[BLOG] Some science links
Dec. 30th, 2013 09:35 amThis will be the first of four posts sharing some of the links I've collected over the past few months, on my sabbatical.
- Anders Sandberg in November posted detailed analysis of what a super-Earth planet--a planet massing twice as much as the Earth--would be like. Using two examples, one of a rocky planet twice the mass of the Earth and one of a watery planet of the same mass, Sandberg did a detailed analysis of what the oceans and atmospheres and geologies and biospheres of these worlds would be like.
- Anthropology.net's Kambiz Kamrani posted about recent evidence suggesting that a fourth hominid species, perhaps homo erectus, had interbred with the Denisovans. Our bushy family tree.

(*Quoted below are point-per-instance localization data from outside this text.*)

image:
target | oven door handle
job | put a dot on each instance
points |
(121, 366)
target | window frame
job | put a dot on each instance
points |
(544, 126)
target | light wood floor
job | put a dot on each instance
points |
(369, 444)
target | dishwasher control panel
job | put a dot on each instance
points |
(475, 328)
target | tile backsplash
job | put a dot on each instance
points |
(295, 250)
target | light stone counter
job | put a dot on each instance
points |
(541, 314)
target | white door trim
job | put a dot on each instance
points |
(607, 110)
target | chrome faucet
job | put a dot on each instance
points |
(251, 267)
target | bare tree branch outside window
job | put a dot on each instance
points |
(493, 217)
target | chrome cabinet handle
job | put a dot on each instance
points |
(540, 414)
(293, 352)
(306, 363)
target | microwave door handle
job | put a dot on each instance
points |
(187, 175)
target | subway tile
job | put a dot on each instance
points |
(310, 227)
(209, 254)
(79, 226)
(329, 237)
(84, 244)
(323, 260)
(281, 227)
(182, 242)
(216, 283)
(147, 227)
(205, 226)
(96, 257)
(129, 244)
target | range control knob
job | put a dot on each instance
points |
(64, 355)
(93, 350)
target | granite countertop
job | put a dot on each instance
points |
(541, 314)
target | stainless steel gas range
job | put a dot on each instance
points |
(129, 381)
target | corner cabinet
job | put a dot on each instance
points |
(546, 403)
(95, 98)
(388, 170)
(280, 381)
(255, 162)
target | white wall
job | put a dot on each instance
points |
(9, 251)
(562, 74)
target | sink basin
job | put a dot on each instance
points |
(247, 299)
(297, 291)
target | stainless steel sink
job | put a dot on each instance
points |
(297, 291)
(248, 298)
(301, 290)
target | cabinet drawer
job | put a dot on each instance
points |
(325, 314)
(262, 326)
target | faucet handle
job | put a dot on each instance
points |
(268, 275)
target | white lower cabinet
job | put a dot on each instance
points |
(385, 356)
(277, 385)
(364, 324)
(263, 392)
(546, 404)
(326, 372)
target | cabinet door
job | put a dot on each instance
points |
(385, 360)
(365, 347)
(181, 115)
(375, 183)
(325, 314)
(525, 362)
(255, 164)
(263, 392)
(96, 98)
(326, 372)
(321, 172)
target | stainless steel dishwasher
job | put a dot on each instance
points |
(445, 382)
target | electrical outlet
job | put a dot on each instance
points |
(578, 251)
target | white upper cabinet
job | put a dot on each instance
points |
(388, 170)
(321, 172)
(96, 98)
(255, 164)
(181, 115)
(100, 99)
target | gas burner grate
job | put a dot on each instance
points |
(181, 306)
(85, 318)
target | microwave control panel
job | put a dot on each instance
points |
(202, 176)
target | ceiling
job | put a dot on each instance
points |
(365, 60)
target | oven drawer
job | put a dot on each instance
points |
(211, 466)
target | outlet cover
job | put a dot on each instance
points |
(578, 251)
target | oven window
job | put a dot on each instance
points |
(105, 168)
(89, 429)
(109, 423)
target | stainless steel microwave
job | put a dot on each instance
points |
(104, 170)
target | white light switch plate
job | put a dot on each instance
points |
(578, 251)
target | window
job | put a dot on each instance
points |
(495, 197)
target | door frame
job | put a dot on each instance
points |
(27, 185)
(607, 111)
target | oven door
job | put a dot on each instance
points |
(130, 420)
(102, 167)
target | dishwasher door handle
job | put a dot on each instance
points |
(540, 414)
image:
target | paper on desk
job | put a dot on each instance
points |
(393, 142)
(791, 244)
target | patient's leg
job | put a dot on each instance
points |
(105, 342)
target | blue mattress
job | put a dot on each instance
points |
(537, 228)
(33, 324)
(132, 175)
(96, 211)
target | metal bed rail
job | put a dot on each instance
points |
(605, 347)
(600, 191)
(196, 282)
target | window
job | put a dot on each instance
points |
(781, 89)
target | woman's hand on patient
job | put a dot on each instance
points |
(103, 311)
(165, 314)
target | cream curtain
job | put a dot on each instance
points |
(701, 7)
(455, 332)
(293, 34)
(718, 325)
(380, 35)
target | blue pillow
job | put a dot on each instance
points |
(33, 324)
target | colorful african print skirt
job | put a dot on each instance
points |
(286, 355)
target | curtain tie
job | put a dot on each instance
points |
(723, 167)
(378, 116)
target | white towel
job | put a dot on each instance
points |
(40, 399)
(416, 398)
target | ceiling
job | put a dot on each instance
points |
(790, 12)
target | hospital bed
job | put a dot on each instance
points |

- Beyond the Beyond's Bruce Sterling shared images of Titan's methane lakes.
- Centauri Dreams had quite a few posts of note, including a Charles Quarra guest post on the prospect of using beamed power for interstellar travel, and multiple posts by Paul Gilster covering multiple subjects. Very close-orbiting planets like Kepler-78b, ways to search for Von Neumann probes, the origins of Pluto's moons, more on beamed power for interstellar travel, planetary systems like Kepler-56 with planets with wildly tilted orbits, lifeless deserts on carbon-rich planets, the discovery of ancient brown dwarfs, the possible discovery of a gas giant in the Luhman 16 brown dwarf binary, and the cometary clouds of the large and complex Fomalhaut trinary were all high points.
- Writing at The Dragon's Tales, Will Baird linked to a wide variety of stories on human evolution and space science. The potential discovery of the first exomoon, the presence of long-period planets in systems with hot Jupiters, the determination of the inner boundary of a solar-type star's life zone, ways to distinguish between super-Earths and mini-Neptunes, the imaging of the clouds of gas giants and brown dwarfs, models of oxygen dynamics on Europa, Kepler's search for planets in Trojan orbits, imagining what a planet with a single tectonic plate would be like and what tectonics on a lifeless planet would be like, as well as apparent planetary formation in the life zone of a young bright star--all of these are things I've learned there.
- Plus, I've found news at The Dragon's Tales speculations that Denisovans might have crossed the Wallace Line to Australasia, as well as Siberian skeletal evidence hinting at paleo-European ancestry among Siberians (and hence Native Americans).
- The Planetary Society's blogs had plenty of good stuff, including Bruce Betts' post on the search for planets at Alpha Centauri, Emily Lakdawalla's glowing review of the book LEGO Space, artist Adolf Schalfer's description of how he imagined and painted a complex ecology in the atmosphere of Jupiter for Carl Sagan's show Cosmos, and Sarah Hörst's explanation of the complex research into the dynamics of Titan's atmosphere.